Garg (Migration)

Case

[2020] AATA 1445

20 March 2020


Garg (Migration) [2020] AATA 1445 (20 March 2020)

DECISION RECORD

DIVISION:Migration & Refugee Division

APPLICANT:  Mr Himanshu Garg

CASE NUMBER:  1932804

DIBP REFERENCE(S):  BCC2019/3284585

MEMBER:Vanessa Plain

DATE AND TIME OF

ORAL DECISION AND REASONS:         20 March 2020 at 11:50 am (VIC time)

DATE OF WRITTEN RECORD:                17 April 2020

PLACE OF DECISION:  Melbourne

DECISION:The Tribunal affirms the decision under review.

Statement made on 17 April 2020 at 12:01pm

CATCHWORDS

MIGRATION – Student (Temporary) (Class TU) visa – Subclass 500 (Student) – enrolment at lower level than visa requirement – enrolment at original level cancelled – enrolment in lower-level courses in different subject area – discretion to cancel visa – claim to have been unaware of condition – intention to progress to original level – father’s health – decision under review affirmed

LEGISLATION       

Migration Act 1958 (Cth), s 116(1)(b)

Migration Regulations 1994 (Cth), Schedule 8, condition 8202(2)(b)

APPLICATION FOR REVIEW

  1. This is an application for review of a decision made by a delegate of the Minister for Home Affairs on 13 November 2019 to cancel the applicant’s Subclass 500 Student (Temporary) (Class TU) visa under the Migration Act 1958 (the Act).

  2. At the hearing on 20 March 2020 the Tribunal made an oral decision and gave an oral statement of decision and reasons. The following is the written record of those reasons.
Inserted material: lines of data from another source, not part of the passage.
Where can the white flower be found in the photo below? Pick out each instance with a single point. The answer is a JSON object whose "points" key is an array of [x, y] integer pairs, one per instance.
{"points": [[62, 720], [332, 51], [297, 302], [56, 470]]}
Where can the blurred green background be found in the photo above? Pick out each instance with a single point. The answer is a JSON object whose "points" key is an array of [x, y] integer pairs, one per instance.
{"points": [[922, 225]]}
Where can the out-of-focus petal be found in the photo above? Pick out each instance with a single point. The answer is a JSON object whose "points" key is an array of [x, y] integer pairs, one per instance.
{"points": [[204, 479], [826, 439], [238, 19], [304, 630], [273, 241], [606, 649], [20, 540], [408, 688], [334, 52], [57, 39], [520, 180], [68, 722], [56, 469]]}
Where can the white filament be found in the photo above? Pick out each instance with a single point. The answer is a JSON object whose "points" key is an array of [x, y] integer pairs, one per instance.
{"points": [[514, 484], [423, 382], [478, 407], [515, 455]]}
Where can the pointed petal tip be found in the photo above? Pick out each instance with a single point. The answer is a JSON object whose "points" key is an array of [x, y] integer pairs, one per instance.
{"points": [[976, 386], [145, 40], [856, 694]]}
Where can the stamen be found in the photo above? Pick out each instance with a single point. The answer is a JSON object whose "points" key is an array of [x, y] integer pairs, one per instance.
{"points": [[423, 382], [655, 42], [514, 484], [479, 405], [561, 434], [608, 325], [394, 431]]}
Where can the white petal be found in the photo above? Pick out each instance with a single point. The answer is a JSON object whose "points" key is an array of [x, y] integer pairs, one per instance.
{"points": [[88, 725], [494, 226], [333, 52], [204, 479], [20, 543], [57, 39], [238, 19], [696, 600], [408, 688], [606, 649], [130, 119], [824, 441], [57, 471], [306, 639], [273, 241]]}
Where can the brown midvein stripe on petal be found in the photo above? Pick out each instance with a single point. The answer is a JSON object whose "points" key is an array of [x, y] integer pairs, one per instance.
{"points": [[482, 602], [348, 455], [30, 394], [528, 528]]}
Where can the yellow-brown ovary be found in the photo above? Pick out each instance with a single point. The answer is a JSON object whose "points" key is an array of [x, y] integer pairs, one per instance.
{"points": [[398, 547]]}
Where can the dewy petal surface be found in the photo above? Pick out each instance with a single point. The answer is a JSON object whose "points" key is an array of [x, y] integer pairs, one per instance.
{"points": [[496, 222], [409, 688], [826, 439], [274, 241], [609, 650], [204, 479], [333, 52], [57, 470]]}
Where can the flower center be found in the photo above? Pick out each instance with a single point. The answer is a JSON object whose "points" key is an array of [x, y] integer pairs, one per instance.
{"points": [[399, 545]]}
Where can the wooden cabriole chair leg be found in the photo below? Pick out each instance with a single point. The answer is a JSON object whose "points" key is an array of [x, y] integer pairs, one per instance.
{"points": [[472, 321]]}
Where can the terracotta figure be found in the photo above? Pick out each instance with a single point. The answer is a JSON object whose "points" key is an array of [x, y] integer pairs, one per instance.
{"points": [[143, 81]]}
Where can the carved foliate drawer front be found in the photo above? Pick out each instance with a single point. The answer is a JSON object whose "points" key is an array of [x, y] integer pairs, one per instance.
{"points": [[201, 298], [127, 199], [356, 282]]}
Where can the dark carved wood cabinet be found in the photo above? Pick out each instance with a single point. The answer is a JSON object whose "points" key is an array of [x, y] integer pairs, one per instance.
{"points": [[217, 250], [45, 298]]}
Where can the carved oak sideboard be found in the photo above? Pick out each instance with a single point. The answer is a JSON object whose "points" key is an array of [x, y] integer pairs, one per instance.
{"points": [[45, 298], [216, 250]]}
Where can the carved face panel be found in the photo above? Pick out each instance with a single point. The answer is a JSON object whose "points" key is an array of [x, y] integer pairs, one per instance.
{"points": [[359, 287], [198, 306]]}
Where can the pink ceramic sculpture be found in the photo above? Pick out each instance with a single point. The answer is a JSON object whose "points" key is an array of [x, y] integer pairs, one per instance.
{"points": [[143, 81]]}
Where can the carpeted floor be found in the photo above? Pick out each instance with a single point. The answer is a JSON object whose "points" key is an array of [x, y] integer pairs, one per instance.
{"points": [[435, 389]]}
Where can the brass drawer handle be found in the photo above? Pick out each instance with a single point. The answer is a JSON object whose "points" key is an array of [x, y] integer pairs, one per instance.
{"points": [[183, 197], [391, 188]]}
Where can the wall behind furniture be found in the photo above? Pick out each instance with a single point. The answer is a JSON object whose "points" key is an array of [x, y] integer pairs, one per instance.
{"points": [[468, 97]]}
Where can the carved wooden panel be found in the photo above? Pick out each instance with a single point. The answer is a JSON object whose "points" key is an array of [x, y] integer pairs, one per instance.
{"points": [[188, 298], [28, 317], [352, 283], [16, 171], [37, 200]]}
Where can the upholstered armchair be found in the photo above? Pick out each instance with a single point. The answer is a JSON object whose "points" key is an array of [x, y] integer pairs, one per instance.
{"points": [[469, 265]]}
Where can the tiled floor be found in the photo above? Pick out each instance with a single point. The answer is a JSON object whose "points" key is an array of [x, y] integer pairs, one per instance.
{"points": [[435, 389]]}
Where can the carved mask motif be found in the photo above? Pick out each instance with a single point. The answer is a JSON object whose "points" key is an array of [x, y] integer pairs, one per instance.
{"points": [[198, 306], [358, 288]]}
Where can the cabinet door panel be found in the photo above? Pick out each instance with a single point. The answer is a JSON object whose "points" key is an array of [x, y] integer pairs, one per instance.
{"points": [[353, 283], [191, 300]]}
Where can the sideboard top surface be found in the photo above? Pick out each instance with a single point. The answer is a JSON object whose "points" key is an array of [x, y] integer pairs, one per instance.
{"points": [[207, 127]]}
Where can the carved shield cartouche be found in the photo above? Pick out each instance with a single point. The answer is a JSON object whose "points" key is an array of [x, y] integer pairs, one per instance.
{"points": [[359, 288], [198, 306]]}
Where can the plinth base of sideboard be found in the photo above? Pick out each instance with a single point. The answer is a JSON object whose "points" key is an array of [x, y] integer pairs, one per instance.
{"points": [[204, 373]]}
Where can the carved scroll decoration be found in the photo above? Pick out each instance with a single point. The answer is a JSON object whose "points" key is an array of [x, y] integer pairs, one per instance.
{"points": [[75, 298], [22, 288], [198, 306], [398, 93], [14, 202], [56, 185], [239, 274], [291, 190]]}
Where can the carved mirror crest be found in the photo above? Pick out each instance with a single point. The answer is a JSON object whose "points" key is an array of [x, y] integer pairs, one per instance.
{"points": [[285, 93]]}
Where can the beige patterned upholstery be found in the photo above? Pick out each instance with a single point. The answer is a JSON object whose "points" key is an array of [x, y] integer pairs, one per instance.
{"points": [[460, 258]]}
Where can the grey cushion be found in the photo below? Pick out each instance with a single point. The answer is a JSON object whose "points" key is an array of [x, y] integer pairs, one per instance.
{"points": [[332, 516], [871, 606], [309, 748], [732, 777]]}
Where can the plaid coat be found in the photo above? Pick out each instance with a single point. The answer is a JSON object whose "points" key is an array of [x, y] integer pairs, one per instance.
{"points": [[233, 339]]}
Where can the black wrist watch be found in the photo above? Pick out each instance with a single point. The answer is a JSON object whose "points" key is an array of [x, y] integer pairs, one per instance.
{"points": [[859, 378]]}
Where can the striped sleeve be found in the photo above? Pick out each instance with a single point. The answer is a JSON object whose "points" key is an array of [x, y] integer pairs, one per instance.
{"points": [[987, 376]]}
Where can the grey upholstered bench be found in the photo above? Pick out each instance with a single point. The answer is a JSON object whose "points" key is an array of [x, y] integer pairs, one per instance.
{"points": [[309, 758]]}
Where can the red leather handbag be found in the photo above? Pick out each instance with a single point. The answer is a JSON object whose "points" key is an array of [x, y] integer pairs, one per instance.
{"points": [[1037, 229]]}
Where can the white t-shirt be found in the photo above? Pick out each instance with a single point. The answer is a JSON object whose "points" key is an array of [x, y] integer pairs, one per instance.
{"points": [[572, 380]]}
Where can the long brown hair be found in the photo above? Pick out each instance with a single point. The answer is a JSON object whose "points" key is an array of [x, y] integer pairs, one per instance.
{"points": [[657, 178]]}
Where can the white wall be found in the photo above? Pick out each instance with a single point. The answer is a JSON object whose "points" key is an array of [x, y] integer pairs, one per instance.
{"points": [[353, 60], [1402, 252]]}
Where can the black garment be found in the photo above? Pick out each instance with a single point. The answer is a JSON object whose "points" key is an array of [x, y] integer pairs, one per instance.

    STATEMENT OF DECISION AND REASONS

  3. This is an application for review of a decision dated 13 November 2019 made by a delegate of the Minister for Home Affairs to cancel the applicant’s subclass 500 student visa under section 116(1)(b) of the Migration Act 1958. The delegate cancelled the visa on the basis the applicant failed to maintain enrolment in a registered course that once completed would provide a qualification from the Australian Qualifications Framework, AQF, at the same level as or at a higher level than the registered course in relation to which the visa was granted. The issue in this case is whether that ground for cancellation is made out and if so whether the visa should be cancelled.

  4. The applicant appeared before the tribunal on 20 March 2020 to give evidence and present arguments. 

  5. For the following reasons the tribunal has concluded that the decision to cancel the applicant’s visa ought to be affirmed. 

  6. The issue in the present case is whether the applicant, as the holder of a student visa, has breached condition 8202(2)(b) of schedule 8 of the Migration Regulations 1994. If the applicant has breached that condition, under section 116(1) of the Act the visa may be cancelled.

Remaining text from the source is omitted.